The SLAC experiments thus revealed that the proton was indeed made up of smaller entities called quarks, of two types – or flavours – called up and down. Gell-Mann and Zweig had proposed the existence of up, down and strange quarks, and Glashow and Bjorken of the charm quark. By the 1970s, other physicists had proposed the existence of bottom and top quarks, discovered in 1977 and 1995, respectively. With that, the quark model was complete. More importantly for our story, it also made a complete mess of the proton – literally.
In the 1970s, scientists began to use neutrinos as probing particles to elicit information about the distribution of quarks inside protons, supported by more precise data from other tests with electrons in the US and Germany and with muons at CERN. They found that a proton in fact contained three free quarks in a veritable lake of quark-antiquark pairs, as well as that the sum of all their momenta didn’t add up to the total momentum of a proton. This hinted at the presence of another then-unknown particle that they called the gluon (which is its own mess).

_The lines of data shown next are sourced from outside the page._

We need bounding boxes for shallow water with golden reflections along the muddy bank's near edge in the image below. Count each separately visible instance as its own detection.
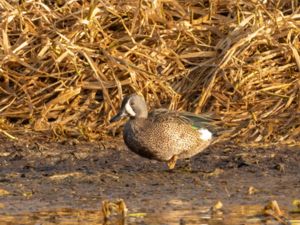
[0,205,300,225]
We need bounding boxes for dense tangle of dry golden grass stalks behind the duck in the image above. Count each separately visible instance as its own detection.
[0,0,300,143]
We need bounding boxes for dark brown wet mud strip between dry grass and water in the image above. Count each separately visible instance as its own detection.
[0,133,300,223]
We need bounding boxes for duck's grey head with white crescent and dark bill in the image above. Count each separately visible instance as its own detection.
[110,94,148,122]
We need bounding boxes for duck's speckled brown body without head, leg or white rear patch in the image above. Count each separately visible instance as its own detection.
[124,110,210,161]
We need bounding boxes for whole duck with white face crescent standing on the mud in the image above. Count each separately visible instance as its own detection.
[110,94,213,169]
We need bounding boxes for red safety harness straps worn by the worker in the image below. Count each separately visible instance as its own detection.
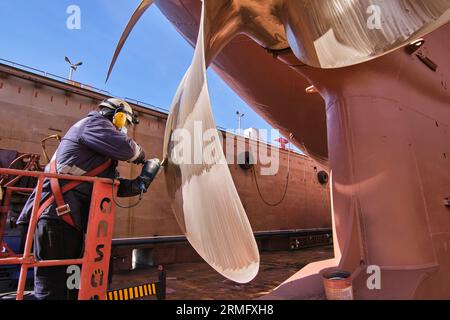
[37,160,112,231]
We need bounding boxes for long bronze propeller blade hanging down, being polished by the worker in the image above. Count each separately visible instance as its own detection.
[164,1,260,283]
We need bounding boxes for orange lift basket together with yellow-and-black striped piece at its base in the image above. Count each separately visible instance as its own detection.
[0,164,165,300]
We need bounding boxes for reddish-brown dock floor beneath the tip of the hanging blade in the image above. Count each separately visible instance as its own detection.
[110,246,333,300]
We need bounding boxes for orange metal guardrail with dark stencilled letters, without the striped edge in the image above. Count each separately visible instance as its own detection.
[0,169,117,300]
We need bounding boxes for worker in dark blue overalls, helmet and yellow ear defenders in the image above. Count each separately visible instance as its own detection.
[17,98,160,300]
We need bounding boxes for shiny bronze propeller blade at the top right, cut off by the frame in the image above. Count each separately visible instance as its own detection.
[283,0,450,68]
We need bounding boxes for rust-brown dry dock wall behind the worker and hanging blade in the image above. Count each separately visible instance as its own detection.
[0,64,331,238]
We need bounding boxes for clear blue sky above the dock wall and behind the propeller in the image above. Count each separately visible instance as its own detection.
[0,0,282,142]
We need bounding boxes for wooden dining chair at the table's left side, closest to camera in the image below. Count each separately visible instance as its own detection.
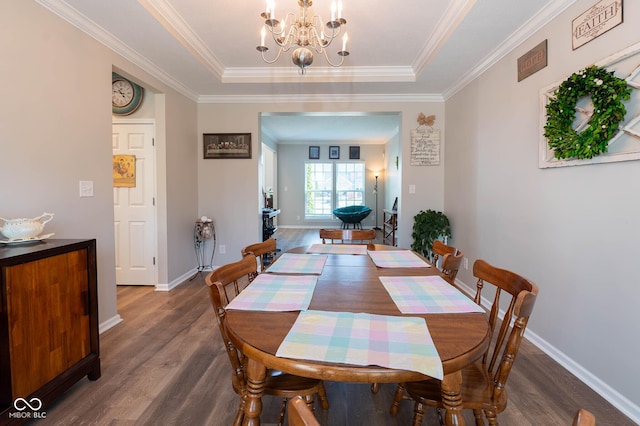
[205,256,329,426]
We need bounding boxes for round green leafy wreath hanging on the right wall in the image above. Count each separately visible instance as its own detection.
[544,65,631,159]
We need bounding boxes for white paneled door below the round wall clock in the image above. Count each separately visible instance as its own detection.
[112,122,156,285]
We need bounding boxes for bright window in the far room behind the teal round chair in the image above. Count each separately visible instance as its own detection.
[304,162,365,219]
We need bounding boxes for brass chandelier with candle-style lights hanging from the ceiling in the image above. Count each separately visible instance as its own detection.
[256,0,349,74]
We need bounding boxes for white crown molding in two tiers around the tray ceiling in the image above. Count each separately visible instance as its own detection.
[35,0,577,103]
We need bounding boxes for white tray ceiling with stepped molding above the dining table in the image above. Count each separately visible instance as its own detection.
[36,0,576,141]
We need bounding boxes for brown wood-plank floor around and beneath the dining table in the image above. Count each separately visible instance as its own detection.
[34,229,634,426]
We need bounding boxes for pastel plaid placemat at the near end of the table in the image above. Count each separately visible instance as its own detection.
[276,311,443,379]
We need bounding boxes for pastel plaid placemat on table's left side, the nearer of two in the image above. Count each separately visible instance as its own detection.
[227,274,318,311]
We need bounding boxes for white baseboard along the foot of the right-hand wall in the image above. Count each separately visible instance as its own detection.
[456,279,640,424]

In that decade, particle physicists began to build the theoretical framework called quantum chromodynamics (QCD), to explain the lives and workings of the six flavours of quarks and antiquarks and eight gluons – all particles governed by the strong nuclear force.

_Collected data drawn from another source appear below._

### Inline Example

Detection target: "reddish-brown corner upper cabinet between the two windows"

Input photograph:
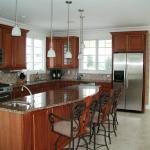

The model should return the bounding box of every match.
[46,36,79,68]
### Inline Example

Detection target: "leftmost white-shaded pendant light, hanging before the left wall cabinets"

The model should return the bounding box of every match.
[11,0,21,36]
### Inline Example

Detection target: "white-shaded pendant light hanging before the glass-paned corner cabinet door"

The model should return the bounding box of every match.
[65,1,72,59]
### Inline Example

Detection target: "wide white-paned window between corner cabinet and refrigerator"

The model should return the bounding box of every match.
[79,40,112,74]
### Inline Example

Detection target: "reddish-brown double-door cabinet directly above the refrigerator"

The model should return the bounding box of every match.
[111,31,147,52]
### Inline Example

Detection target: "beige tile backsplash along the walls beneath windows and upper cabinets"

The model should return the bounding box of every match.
[0,69,111,84]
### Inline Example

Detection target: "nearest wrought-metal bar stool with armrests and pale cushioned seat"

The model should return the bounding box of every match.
[49,102,85,150]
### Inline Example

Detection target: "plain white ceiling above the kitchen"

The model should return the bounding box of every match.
[0,0,150,31]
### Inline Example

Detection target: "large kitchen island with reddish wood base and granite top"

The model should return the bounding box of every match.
[0,84,101,150]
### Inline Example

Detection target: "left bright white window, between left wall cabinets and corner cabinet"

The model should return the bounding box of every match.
[26,38,45,71]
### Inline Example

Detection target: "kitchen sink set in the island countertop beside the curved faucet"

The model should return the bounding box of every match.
[2,101,31,109]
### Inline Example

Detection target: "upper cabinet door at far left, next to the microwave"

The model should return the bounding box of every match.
[0,28,12,69]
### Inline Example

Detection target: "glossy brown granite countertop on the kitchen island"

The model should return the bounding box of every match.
[0,84,99,114]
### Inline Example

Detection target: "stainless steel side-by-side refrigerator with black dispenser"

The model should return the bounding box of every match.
[113,53,144,111]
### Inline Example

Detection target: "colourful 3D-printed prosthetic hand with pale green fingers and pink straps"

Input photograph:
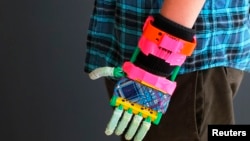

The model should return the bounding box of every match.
[89,16,196,141]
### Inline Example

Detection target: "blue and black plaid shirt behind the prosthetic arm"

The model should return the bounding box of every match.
[85,0,250,74]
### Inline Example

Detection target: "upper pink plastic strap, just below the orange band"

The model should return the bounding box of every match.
[138,36,186,66]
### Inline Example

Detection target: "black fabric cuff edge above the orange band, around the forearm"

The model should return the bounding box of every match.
[152,14,195,42]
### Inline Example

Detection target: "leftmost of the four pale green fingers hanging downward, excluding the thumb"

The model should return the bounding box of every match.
[105,106,123,135]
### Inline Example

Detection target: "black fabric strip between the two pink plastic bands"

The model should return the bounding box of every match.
[134,52,176,77]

Ninety years after Rutherford announced the discovery of the proton by shooting alpha particles through slices of mica and columns of air, scientists switched the world’s largest physics experiment – the Large Hadron Collider – on to study the fundamental constituents of reality by smashing protons into other protons. Using it, they have proved that the Higgs boson is real as well as have studied intricate processes with insights into the very-early universe and have pursued answers to questions that continue to baffle physicists.
Through all this, scientists have endeavoured to improve our understanding of QCD, especially by studying how quarks, antiquarks and gluons interact during a collision, knowledge that is crucial to ascertain the existence of new particles and deepen our understanding of the subatomic world. Physicists have also been using collider experiments to examine the properties of exotic forms of matter, such as glasma, quark-gluon plasma and colour glass condensates; narrow the search for proposed particles to explain some basal discrepancies in the Standard Model of particle physics; make precision measurements of the proton’s properties for its implications for other particles (such as this and this); and explore unsolved problems concerning the proton (like the spin crisis).
And fully – rather only – 100 years after the proton was first sussed out, particle physics itself looks very different from the way it did in Rutherford’s time, and a large part of the transformation can be attributed, one way or another, to the proton. Today, physicists pursue other, very different particles, dream of building even larger proton-smashing machines and are busy knitting together theories that describe a world much smaller than the one of quarks and gluons. It’s a different world of different mysteries, as it should be, but it’s also great that there are mysteries at all.